Manipulating the myopic defocus
Myopic defocus is now regularly used as a supplemental source of reading magnification with all presbyopia IOLs, but it is central to the conventional IOL approach. Based on recent questions from readers, this is the least understood aspect of this approach, and I think a little historical perspective will help.
During the early years, well before Ed’s procedure in 1985, I began this process by targeting for emmetropia in one eye as usual but then slightly increasing the degree of myopic defocus in the fellow eye. My goal at the time was to slightly improve intermediate focus. Full reading focus seemed to me well beyond the limit of this approach, so at the time presbyopia correction was not even a consideration.
In time, however, these patients began to show me that even a little myopic defocus goes a long way — much more than with contact lens monovision. The difference was the –1 D effect of IOL pseudoaccommodation that I would soon come to fully understand and rely upon in this process.
I continued to gradually increase the myopic defocus employed in one eye. I passed –0.5 D and –1 D without creating any symptoms but was increasingly uneasy as I approached –1.5 D. Therefore, I determined that an interocular difference of 1.5 D would be my limit — sufficient to provide good intermediate focus yet still typically below the symptom threshold. At the time, that seemed as far as this approach could go.
Breakthrough — the distance compromise
In retrospect, the 1.5 D limit was fortuitous because it forced me to consider the other end of the focus spectrum — distance vision.

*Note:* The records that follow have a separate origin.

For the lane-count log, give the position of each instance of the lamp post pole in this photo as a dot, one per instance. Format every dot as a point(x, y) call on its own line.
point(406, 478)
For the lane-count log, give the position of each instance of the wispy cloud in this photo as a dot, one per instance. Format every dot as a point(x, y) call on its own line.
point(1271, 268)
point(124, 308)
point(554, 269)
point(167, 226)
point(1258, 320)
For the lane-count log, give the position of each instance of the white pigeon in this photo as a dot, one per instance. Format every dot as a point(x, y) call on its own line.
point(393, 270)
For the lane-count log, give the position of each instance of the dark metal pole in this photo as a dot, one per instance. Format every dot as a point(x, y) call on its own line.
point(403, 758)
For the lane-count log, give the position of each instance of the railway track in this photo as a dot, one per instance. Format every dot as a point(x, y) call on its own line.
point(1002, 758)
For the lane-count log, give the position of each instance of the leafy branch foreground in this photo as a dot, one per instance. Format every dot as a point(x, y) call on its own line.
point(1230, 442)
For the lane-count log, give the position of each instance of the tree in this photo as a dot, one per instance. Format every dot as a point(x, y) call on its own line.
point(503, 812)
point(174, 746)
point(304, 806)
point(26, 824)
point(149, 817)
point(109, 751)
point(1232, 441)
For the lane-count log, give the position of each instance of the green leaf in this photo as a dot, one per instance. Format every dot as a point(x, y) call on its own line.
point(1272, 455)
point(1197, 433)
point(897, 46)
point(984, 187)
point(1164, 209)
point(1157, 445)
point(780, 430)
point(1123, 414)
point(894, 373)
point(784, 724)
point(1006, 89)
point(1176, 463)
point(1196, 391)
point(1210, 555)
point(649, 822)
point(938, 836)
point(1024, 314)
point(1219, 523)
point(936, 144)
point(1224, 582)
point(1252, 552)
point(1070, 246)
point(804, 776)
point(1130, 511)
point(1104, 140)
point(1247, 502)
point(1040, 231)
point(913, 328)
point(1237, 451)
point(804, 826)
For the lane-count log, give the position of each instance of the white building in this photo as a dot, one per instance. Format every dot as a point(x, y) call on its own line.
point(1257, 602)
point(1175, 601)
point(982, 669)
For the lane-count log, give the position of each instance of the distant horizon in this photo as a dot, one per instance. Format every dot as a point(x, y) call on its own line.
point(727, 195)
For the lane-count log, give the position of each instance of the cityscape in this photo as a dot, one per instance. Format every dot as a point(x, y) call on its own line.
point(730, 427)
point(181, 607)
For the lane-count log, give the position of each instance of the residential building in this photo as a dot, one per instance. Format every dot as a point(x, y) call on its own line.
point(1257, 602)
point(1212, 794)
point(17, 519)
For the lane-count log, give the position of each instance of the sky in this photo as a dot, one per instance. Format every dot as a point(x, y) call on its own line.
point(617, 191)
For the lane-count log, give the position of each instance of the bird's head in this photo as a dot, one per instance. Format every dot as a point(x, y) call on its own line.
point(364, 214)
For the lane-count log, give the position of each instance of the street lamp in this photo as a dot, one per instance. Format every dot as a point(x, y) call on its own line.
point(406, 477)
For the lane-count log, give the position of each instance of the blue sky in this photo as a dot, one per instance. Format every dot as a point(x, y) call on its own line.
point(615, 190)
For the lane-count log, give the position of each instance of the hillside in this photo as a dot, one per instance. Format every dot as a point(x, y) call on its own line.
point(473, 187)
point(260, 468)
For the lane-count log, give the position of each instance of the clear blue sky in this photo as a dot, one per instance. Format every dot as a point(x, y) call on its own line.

This 1.5 D of interocular difference did not necessarily have to begin at emmetropia. The distance eye could also be targeted for some myopic defocus. What an important breakthrough this realization turned out to be. If a patient sought full reading focus and was willing to sacrifice a slight amount of distance, then the same fixed 1.5 D of interocular difference could be flexibly tailored according to each patient’s unique goals.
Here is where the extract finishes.